Art. 9.De werkingskosten van de adviescommissie en van haar secretariaat worden aangerekend op de begroting van het ministerie van de Vlaamse Gemeenschap.
Voor de vervulling van hun opdracht vallen de voorzitter en de leden van de adviescommissie onder toepassing van het besluit van de Vlaamse regering van 14 december 1983 houdende sommige maatregelen tot harmonisatie van de werking en van de presentiegelden en vergoedingen van adviesorganen.

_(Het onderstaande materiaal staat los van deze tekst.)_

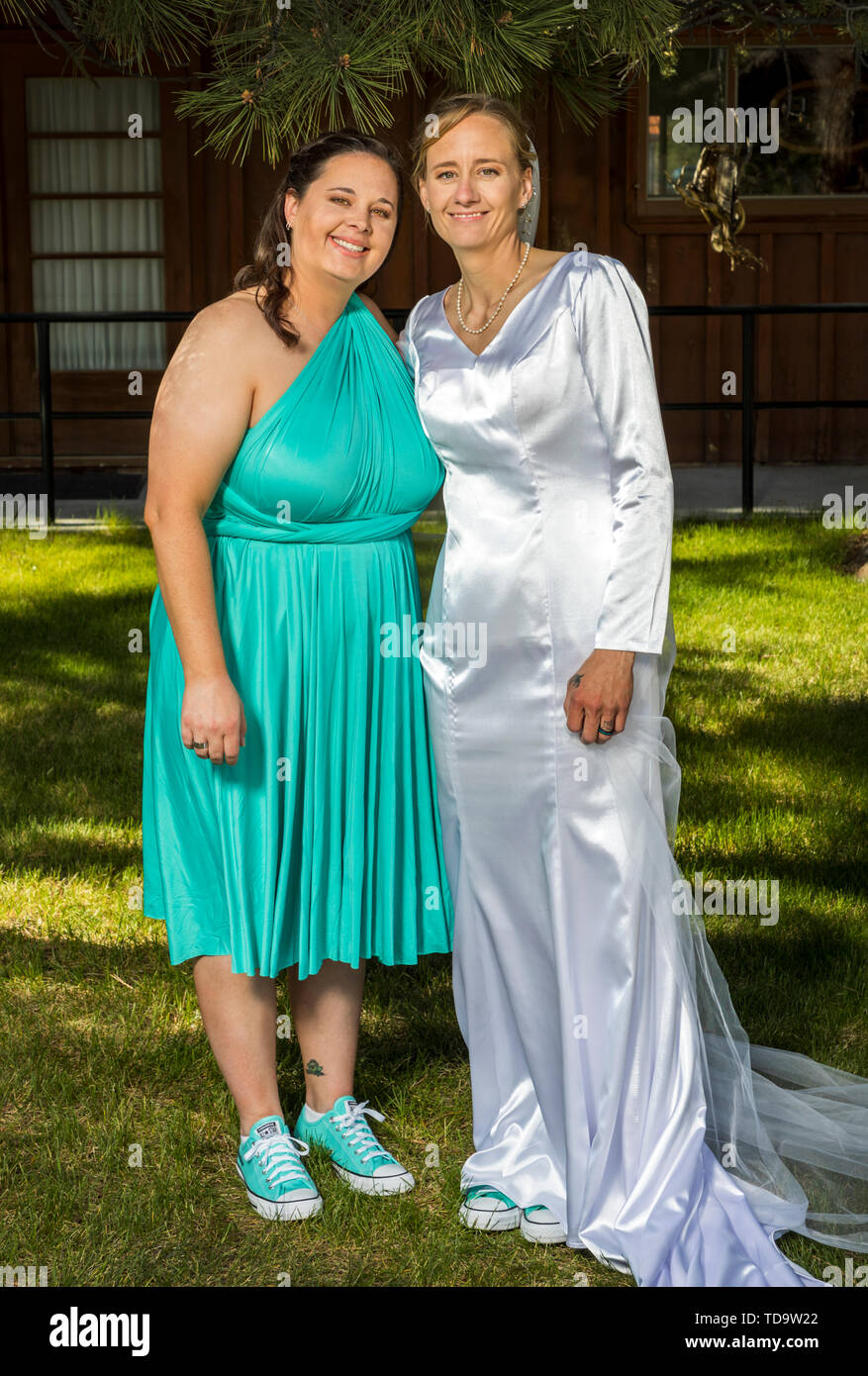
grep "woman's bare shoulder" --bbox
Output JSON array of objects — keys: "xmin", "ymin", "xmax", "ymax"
[{"xmin": 356, "ymin": 292, "xmax": 398, "ymax": 343}]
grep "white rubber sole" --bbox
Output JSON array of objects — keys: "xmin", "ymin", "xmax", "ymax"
[
  {"xmin": 332, "ymin": 1161, "xmax": 416, "ymax": 1195},
  {"xmin": 458, "ymin": 1204, "xmax": 522, "ymax": 1232},
  {"xmin": 236, "ymin": 1161, "xmax": 322, "ymax": 1224},
  {"xmin": 519, "ymin": 1213, "xmax": 567, "ymax": 1246}
]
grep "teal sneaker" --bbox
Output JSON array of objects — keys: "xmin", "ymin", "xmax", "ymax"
[
  {"xmin": 294, "ymin": 1094, "xmax": 416, "ymax": 1195},
  {"xmin": 236, "ymin": 1115, "xmax": 322, "ymax": 1220},
  {"xmin": 458, "ymin": 1185, "xmax": 522, "ymax": 1232}
]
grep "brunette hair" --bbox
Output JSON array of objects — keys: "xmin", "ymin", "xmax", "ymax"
[
  {"xmin": 410, "ymin": 91, "xmax": 533, "ymax": 191},
  {"xmin": 233, "ymin": 128, "xmax": 405, "ymax": 348}
]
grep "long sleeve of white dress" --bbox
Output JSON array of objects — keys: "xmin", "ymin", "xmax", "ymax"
[{"xmin": 574, "ymin": 256, "xmax": 673, "ymax": 653}]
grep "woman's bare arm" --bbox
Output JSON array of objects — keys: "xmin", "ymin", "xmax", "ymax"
[{"xmin": 145, "ymin": 299, "xmax": 253, "ymax": 763}]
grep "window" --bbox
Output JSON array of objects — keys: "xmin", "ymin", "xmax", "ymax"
[
  {"xmin": 26, "ymin": 77, "xmax": 166, "ymax": 371},
  {"xmin": 645, "ymin": 44, "xmax": 868, "ymax": 201},
  {"xmin": 737, "ymin": 47, "xmax": 868, "ymax": 195}
]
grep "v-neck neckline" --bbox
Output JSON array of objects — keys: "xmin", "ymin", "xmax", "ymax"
[
  {"xmin": 440, "ymin": 253, "xmax": 569, "ymax": 363},
  {"xmin": 244, "ymin": 292, "xmax": 356, "ymax": 439}
]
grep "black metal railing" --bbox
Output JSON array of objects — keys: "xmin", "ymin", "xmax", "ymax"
[{"xmin": 0, "ymin": 301, "xmax": 868, "ymax": 522}]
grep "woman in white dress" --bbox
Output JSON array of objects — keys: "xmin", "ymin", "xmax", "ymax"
[{"xmin": 400, "ymin": 95, "xmax": 868, "ymax": 1287}]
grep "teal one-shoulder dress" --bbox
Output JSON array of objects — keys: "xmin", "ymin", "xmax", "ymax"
[{"xmin": 142, "ymin": 296, "xmax": 454, "ymax": 978}]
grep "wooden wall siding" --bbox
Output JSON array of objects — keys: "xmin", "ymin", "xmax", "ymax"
[{"xmin": 0, "ymin": 32, "xmax": 868, "ymax": 463}]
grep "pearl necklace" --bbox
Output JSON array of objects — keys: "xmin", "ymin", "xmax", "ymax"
[{"xmin": 455, "ymin": 244, "xmax": 530, "ymax": 335}]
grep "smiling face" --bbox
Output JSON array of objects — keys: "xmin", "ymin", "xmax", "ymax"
[
  {"xmin": 283, "ymin": 152, "xmax": 398, "ymax": 288},
  {"xmin": 419, "ymin": 114, "xmax": 532, "ymax": 249}
]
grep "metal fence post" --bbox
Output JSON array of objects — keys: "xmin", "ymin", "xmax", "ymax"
[
  {"xmin": 741, "ymin": 311, "xmax": 755, "ymax": 515},
  {"xmin": 36, "ymin": 321, "xmax": 53, "ymax": 526}
]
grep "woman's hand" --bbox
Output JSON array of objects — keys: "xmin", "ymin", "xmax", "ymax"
[
  {"xmin": 180, "ymin": 674, "xmax": 247, "ymax": 765},
  {"xmin": 564, "ymin": 649, "xmax": 635, "ymax": 745}
]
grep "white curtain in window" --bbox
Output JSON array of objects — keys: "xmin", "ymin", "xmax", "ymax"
[{"xmin": 26, "ymin": 77, "xmax": 166, "ymax": 371}]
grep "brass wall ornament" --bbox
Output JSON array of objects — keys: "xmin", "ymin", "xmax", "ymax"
[{"xmin": 663, "ymin": 141, "xmax": 769, "ymax": 272}]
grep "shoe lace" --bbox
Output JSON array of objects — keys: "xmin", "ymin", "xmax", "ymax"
[
  {"xmin": 332, "ymin": 1100, "xmax": 393, "ymax": 1165},
  {"xmin": 243, "ymin": 1132, "xmax": 311, "ymax": 1185}
]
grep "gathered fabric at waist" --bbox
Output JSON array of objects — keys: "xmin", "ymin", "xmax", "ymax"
[{"xmin": 202, "ymin": 512, "xmax": 420, "ymax": 544}]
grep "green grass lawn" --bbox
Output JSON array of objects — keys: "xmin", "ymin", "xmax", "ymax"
[{"xmin": 0, "ymin": 518, "xmax": 868, "ymax": 1287}]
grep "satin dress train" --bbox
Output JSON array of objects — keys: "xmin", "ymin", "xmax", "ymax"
[
  {"xmin": 402, "ymin": 251, "xmax": 868, "ymax": 1287},
  {"xmin": 142, "ymin": 296, "xmax": 452, "ymax": 978}
]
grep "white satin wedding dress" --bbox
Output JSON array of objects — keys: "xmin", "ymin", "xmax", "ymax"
[{"xmin": 400, "ymin": 251, "xmax": 868, "ymax": 1287}]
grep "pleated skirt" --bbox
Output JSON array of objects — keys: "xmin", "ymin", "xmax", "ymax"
[{"xmin": 142, "ymin": 533, "xmax": 454, "ymax": 978}]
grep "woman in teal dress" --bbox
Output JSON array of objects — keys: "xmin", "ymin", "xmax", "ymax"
[{"xmin": 144, "ymin": 131, "xmax": 452, "ymax": 1220}]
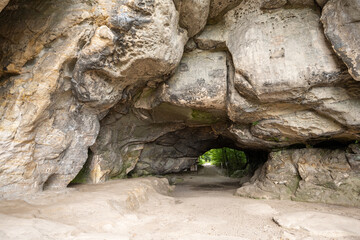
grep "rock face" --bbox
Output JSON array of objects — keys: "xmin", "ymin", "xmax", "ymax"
[
  {"xmin": 174, "ymin": 0, "xmax": 210, "ymax": 37},
  {"xmin": 236, "ymin": 144, "xmax": 360, "ymax": 207},
  {"xmin": 321, "ymin": 0, "xmax": 360, "ymax": 81},
  {"xmin": 0, "ymin": 0, "xmax": 360, "ymax": 205},
  {"xmin": 0, "ymin": 0, "xmax": 10, "ymax": 12},
  {"xmin": 0, "ymin": 0, "xmax": 187, "ymax": 197}
]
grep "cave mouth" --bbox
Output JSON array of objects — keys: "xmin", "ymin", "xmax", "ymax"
[{"xmin": 197, "ymin": 147, "xmax": 251, "ymax": 178}]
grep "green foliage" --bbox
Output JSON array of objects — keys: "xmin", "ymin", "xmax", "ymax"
[
  {"xmin": 252, "ymin": 121, "xmax": 259, "ymax": 126},
  {"xmin": 199, "ymin": 148, "xmax": 250, "ymax": 176}
]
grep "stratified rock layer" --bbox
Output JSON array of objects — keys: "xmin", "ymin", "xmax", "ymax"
[
  {"xmin": 321, "ymin": 0, "xmax": 360, "ymax": 81},
  {"xmin": 0, "ymin": 0, "xmax": 360, "ymax": 204},
  {"xmin": 236, "ymin": 144, "xmax": 360, "ymax": 207}
]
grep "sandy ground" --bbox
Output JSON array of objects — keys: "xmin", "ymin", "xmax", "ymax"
[{"xmin": 0, "ymin": 166, "xmax": 360, "ymax": 240}]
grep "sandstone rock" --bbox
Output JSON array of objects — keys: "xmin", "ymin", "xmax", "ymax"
[
  {"xmin": 208, "ymin": 0, "xmax": 243, "ymax": 24},
  {"xmin": 86, "ymin": 109, "xmax": 183, "ymax": 183},
  {"xmin": 0, "ymin": 0, "xmax": 10, "ymax": 12},
  {"xmin": 316, "ymin": 0, "xmax": 328, "ymax": 7},
  {"xmin": 159, "ymin": 51, "xmax": 227, "ymax": 110},
  {"xmin": 194, "ymin": 22, "xmax": 226, "ymax": 50},
  {"xmin": 224, "ymin": 0, "xmax": 360, "ymax": 148},
  {"xmin": 72, "ymin": 0, "xmax": 187, "ymax": 108},
  {"xmin": 0, "ymin": 0, "xmax": 187, "ymax": 198},
  {"xmin": 226, "ymin": 0, "xmax": 341, "ymax": 102},
  {"xmin": 236, "ymin": 149, "xmax": 360, "ymax": 206},
  {"xmin": 251, "ymin": 111, "xmax": 343, "ymax": 142},
  {"xmin": 0, "ymin": 1, "xmax": 99, "ymax": 198},
  {"xmin": 261, "ymin": 0, "xmax": 287, "ymax": 9},
  {"xmin": 321, "ymin": 0, "xmax": 360, "ymax": 81},
  {"xmin": 174, "ymin": 0, "xmax": 210, "ymax": 37}
]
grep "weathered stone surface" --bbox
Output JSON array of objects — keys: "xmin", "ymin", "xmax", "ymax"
[
  {"xmin": 251, "ymin": 111, "xmax": 343, "ymax": 142},
  {"xmin": 321, "ymin": 0, "xmax": 360, "ymax": 81},
  {"xmin": 224, "ymin": 0, "xmax": 360, "ymax": 148},
  {"xmin": 0, "ymin": 0, "xmax": 187, "ymax": 198},
  {"xmin": 174, "ymin": 0, "xmax": 210, "ymax": 37},
  {"xmin": 86, "ymin": 108, "xmax": 184, "ymax": 183},
  {"xmin": 0, "ymin": 0, "xmax": 360, "ymax": 205},
  {"xmin": 194, "ymin": 21, "xmax": 227, "ymax": 50},
  {"xmin": 0, "ymin": 0, "xmax": 10, "ymax": 12},
  {"xmin": 236, "ymin": 145, "xmax": 360, "ymax": 206},
  {"xmin": 226, "ymin": 0, "xmax": 341, "ymax": 102},
  {"xmin": 159, "ymin": 51, "xmax": 227, "ymax": 110},
  {"xmin": 208, "ymin": 0, "xmax": 243, "ymax": 24},
  {"xmin": 261, "ymin": 0, "xmax": 287, "ymax": 9},
  {"xmin": 316, "ymin": 0, "xmax": 328, "ymax": 7}
]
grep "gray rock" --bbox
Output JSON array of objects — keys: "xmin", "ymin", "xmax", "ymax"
[
  {"xmin": 174, "ymin": 0, "xmax": 210, "ymax": 38},
  {"xmin": 321, "ymin": 0, "xmax": 360, "ymax": 81},
  {"xmin": 273, "ymin": 211, "xmax": 360, "ymax": 238},
  {"xmin": 0, "ymin": 0, "xmax": 10, "ymax": 12},
  {"xmin": 159, "ymin": 51, "xmax": 227, "ymax": 110},
  {"xmin": 236, "ymin": 148, "xmax": 360, "ymax": 206}
]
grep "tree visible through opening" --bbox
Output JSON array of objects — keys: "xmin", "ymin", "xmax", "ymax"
[{"xmin": 198, "ymin": 147, "xmax": 251, "ymax": 178}]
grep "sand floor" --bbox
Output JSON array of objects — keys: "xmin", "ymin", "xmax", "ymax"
[{"xmin": 0, "ymin": 166, "xmax": 360, "ymax": 240}]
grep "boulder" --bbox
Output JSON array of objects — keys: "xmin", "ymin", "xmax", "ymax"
[
  {"xmin": 0, "ymin": 0, "xmax": 10, "ymax": 12},
  {"xmin": 321, "ymin": 0, "xmax": 360, "ymax": 81},
  {"xmin": 174, "ymin": 0, "xmax": 210, "ymax": 38},
  {"xmin": 236, "ymin": 146, "xmax": 360, "ymax": 207},
  {"xmin": 0, "ymin": 0, "xmax": 187, "ymax": 198}
]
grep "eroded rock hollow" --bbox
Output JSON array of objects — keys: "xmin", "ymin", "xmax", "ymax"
[{"xmin": 0, "ymin": 0, "xmax": 360, "ymax": 206}]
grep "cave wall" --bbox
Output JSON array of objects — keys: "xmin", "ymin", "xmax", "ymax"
[{"xmin": 0, "ymin": 0, "xmax": 360, "ymax": 204}]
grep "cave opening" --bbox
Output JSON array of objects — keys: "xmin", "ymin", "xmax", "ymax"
[{"xmin": 197, "ymin": 147, "xmax": 250, "ymax": 178}]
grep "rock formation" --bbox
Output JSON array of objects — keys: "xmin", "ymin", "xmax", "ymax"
[
  {"xmin": 236, "ymin": 144, "xmax": 360, "ymax": 207},
  {"xmin": 0, "ymin": 0, "xmax": 360, "ymax": 205}
]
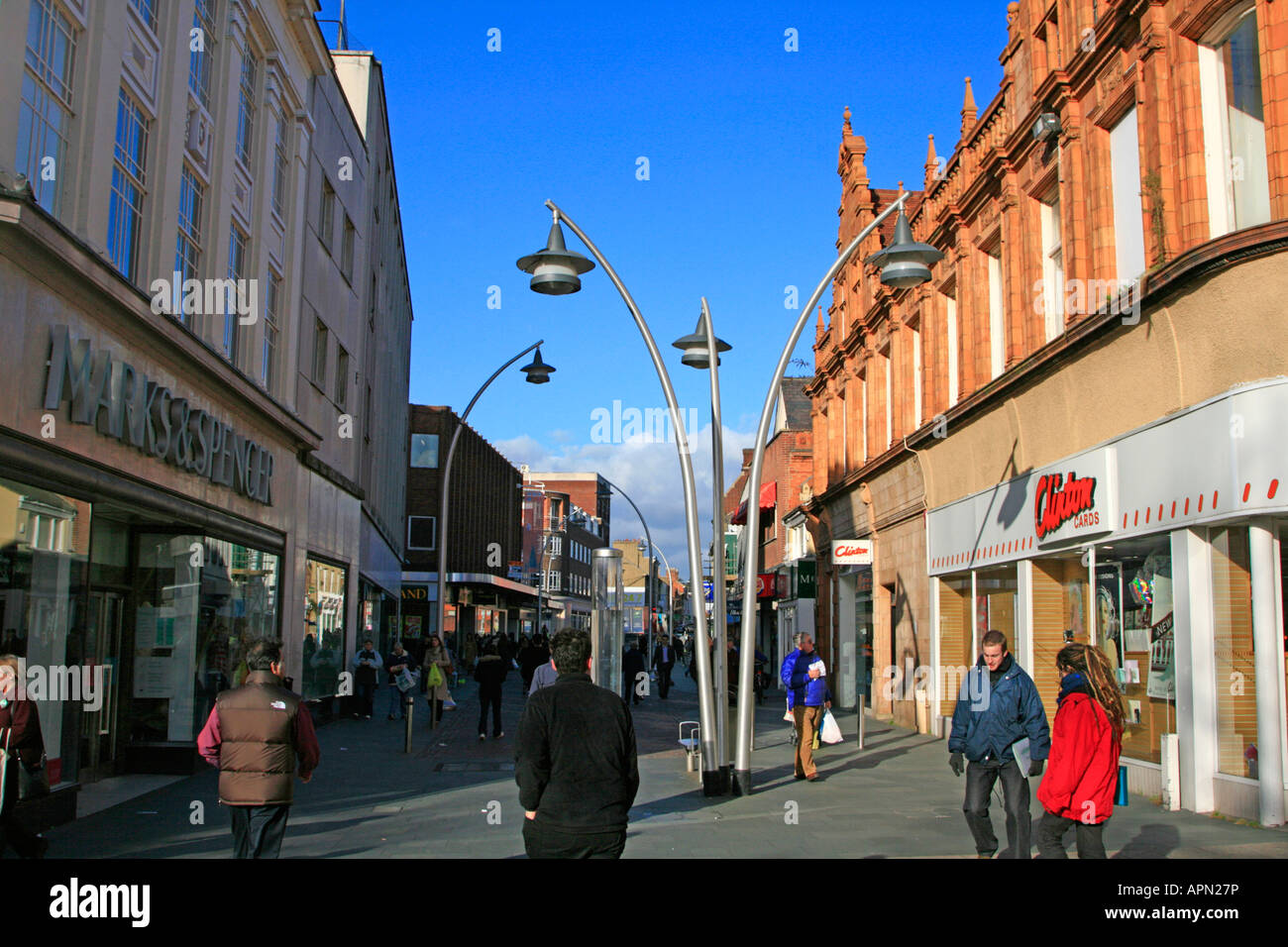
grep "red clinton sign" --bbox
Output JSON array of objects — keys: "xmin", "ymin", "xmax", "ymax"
[{"xmin": 1033, "ymin": 471, "xmax": 1100, "ymax": 540}]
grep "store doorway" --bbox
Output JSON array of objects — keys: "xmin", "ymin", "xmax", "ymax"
[{"xmin": 81, "ymin": 590, "xmax": 125, "ymax": 783}]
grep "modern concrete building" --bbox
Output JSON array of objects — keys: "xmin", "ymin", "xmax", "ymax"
[
  {"xmin": 0, "ymin": 0, "xmax": 411, "ymax": 814},
  {"xmin": 804, "ymin": 0, "xmax": 1288, "ymax": 824}
]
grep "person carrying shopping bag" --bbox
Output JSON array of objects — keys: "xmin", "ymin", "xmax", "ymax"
[
  {"xmin": 420, "ymin": 635, "xmax": 455, "ymax": 720},
  {"xmin": 1037, "ymin": 643, "xmax": 1127, "ymax": 858},
  {"xmin": 0, "ymin": 655, "xmax": 49, "ymax": 858}
]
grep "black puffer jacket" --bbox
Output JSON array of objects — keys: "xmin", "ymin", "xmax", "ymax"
[{"xmin": 514, "ymin": 674, "xmax": 640, "ymax": 831}]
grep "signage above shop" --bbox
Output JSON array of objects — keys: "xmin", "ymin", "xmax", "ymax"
[
  {"xmin": 44, "ymin": 325, "xmax": 273, "ymax": 506},
  {"xmin": 832, "ymin": 540, "xmax": 872, "ymax": 566},
  {"xmin": 1033, "ymin": 471, "xmax": 1100, "ymax": 540}
]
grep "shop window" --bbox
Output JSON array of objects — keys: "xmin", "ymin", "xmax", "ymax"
[
  {"xmin": 300, "ymin": 559, "xmax": 349, "ymax": 699},
  {"xmin": 939, "ymin": 574, "xmax": 978, "ymax": 716},
  {"xmin": 121, "ymin": 532, "xmax": 279, "ymax": 743},
  {"xmin": 1109, "ymin": 107, "xmax": 1145, "ymax": 279},
  {"xmin": 1198, "ymin": 3, "xmax": 1270, "ymax": 237},
  {"xmin": 407, "ymin": 517, "xmax": 437, "ymax": 550},
  {"xmin": 1095, "ymin": 536, "xmax": 1176, "ymax": 763},
  {"xmin": 0, "ymin": 479, "xmax": 90, "ymax": 784},
  {"xmin": 1027, "ymin": 550, "xmax": 1092, "ymax": 720},
  {"xmin": 1040, "ymin": 189, "xmax": 1064, "ymax": 342},
  {"xmin": 984, "ymin": 241, "xmax": 1006, "ymax": 378},
  {"xmin": 1212, "ymin": 527, "xmax": 1257, "ymax": 779}
]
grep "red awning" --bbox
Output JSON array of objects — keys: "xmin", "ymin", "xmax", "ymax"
[{"xmin": 729, "ymin": 480, "xmax": 778, "ymax": 526}]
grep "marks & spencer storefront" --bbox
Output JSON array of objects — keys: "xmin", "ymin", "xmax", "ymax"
[
  {"xmin": 0, "ymin": 224, "xmax": 318, "ymax": 808},
  {"xmin": 927, "ymin": 378, "xmax": 1288, "ymax": 822}
]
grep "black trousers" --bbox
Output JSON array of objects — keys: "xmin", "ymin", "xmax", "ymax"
[
  {"xmin": 353, "ymin": 684, "xmax": 376, "ymax": 716},
  {"xmin": 523, "ymin": 818, "xmax": 626, "ymax": 858},
  {"xmin": 228, "ymin": 805, "xmax": 291, "ymax": 858},
  {"xmin": 657, "ymin": 665, "xmax": 674, "ymax": 701},
  {"xmin": 480, "ymin": 690, "xmax": 501, "ymax": 737},
  {"xmin": 962, "ymin": 760, "xmax": 1033, "ymax": 858},
  {"xmin": 1037, "ymin": 811, "xmax": 1109, "ymax": 860},
  {"xmin": 0, "ymin": 808, "xmax": 40, "ymax": 858}
]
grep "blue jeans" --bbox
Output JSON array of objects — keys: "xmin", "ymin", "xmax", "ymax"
[
  {"xmin": 962, "ymin": 760, "xmax": 1033, "ymax": 860},
  {"xmin": 389, "ymin": 683, "xmax": 407, "ymax": 716}
]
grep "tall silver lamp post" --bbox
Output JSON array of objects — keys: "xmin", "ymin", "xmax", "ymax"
[
  {"xmin": 733, "ymin": 193, "xmax": 944, "ymax": 793},
  {"xmin": 518, "ymin": 201, "xmax": 720, "ymax": 795},
  {"xmin": 437, "ymin": 339, "xmax": 555, "ymax": 680},
  {"xmin": 671, "ymin": 296, "xmax": 733, "ymax": 792}
]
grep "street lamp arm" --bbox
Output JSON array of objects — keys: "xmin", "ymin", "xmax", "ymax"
[
  {"xmin": 734, "ymin": 192, "xmax": 909, "ymax": 793},
  {"xmin": 546, "ymin": 201, "xmax": 716, "ymax": 791},
  {"xmin": 437, "ymin": 339, "xmax": 545, "ymax": 655}
]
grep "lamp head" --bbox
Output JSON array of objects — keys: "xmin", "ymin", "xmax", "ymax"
[
  {"xmin": 866, "ymin": 209, "xmax": 944, "ymax": 290},
  {"xmin": 671, "ymin": 316, "xmax": 733, "ymax": 368},
  {"xmin": 518, "ymin": 218, "xmax": 595, "ymax": 296},
  {"xmin": 519, "ymin": 346, "xmax": 555, "ymax": 385}
]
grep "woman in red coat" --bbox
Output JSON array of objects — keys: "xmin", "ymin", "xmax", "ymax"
[
  {"xmin": 0, "ymin": 655, "xmax": 49, "ymax": 858},
  {"xmin": 1035, "ymin": 644, "xmax": 1126, "ymax": 858}
]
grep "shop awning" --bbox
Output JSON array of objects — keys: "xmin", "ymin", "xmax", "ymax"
[{"xmin": 729, "ymin": 480, "xmax": 778, "ymax": 526}]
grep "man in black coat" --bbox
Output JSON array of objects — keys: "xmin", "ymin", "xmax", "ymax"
[
  {"xmin": 514, "ymin": 629, "xmax": 640, "ymax": 858},
  {"xmin": 653, "ymin": 638, "xmax": 679, "ymax": 701},
  {"xmin": 622, "ymin": 639, "xmax": 648, "ymax": 703}
]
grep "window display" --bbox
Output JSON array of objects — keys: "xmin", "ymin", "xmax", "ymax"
[
  {"xmin": 1096, "ymin": 535, "xmax": 1176, "ymax": 763},
  {"xmin": 300, "ymin": 558, "xmax": 348, "ymax": 699}
]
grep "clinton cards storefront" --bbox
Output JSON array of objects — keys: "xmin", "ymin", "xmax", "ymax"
[{"xmin": 927, "ymin": 378, "xmax": 1288, "ymax": 822}]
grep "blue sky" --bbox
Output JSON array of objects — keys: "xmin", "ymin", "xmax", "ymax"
[{"xmin": 321, "ymin": 0, "xmax": 1006, "ymax": 576}]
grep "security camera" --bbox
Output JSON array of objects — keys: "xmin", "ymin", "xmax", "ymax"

Art. 10.Aan de bijlage, gevoegd bij het besluit van de Vlaamse regering van 14 december 1983 houdende sommige maatregelen tot harmonisatie van de werking en van de presentiegelden en vergoedingen van adviesorganen wordt in punt 1 de volgende bepaling toegevoegd : "de adviescommissie experimenteel of vernieuwend jeugdwerk".
Art. 11.Dit besluit heeft uitwerking met ingang van 1 maart 2000.
Art. 12.De Vlaamse minister, bevoegd voor de Jeugd, is belast met de uitvoering van dit besluit.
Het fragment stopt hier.